Public-key cryptography is a solid, well-studied foundation for today’s modern encryption and privacy. PGP, Diffle-Hellman, and RSA are all well-known. However, if you want to develop something with encryption, they might be not enough.
With vanilla public-key cryptography, the private key IS your identity. Everything is doomed if you lose your private key. Unfortunately, it’s really, really hard to correctly backup and protect your private key without sacrificing security. For normal people, they might lose their phone. Their computer might be spoiled by a cup of coffee. And it’s notoriously hard to maintain a working backup for any data.

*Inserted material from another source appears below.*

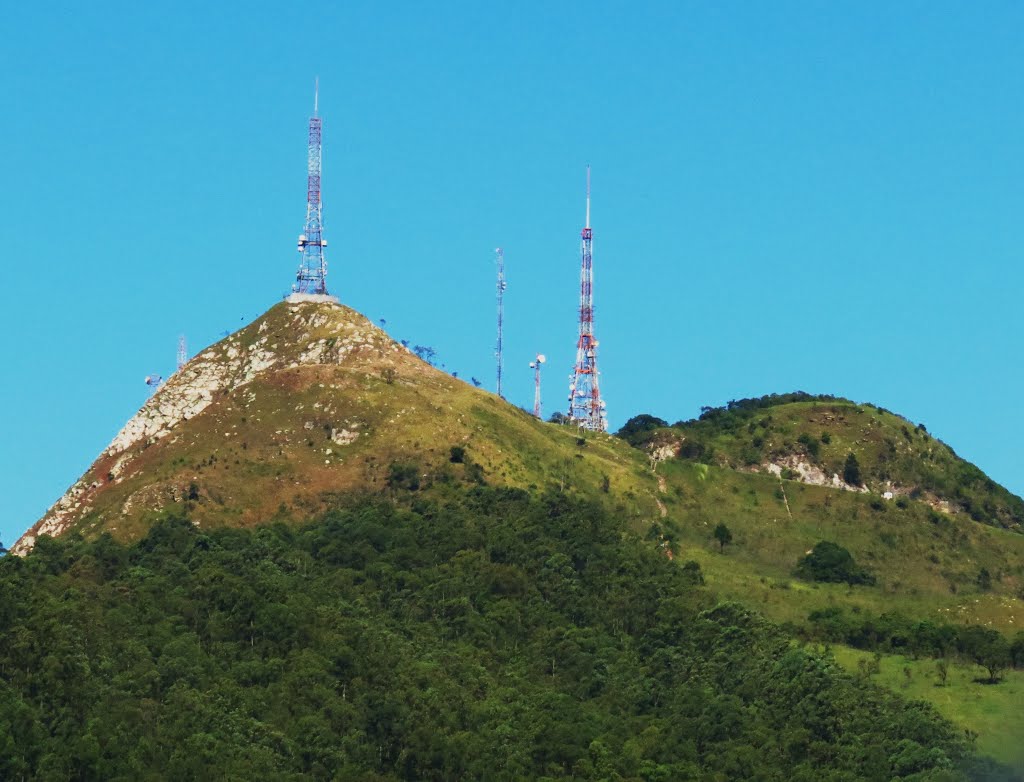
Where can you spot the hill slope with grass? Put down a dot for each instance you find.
(843, 523)
(812, 438)
(309, 400)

As you already know, we live in a mobile world. People have multiple devices at their hand. It’s unacceptable if they can only use one device to represent themselves. It’s common to use a phone on the road, then switch to a desktop in an office.
Finally, people expect good discoverability for content. Long gone the days people manually collect and share links through different channels. Good discoverability is also useful for bootstrapping a new community.
The UX bar is already set. We need to catch up.
“Keep your private key private” is difficult in this surveillance capitalism world.
State-sponsored attack is common. User data is in the hands of mega-corps. Internet traffic is constantly monitored. We need a practical, cheap, and easy solution for normal people with the following properties:
- Easy to backup
- Forward/backward secrecy
- Break-in recovery
Signal is an end-to-end encrypted messaging application. It uses its own protocol called Signal Protocol. The protocol is based on the solid foundation of cryptography and is also adapted by many other messaging applications. The document is also well-written and easy to understand.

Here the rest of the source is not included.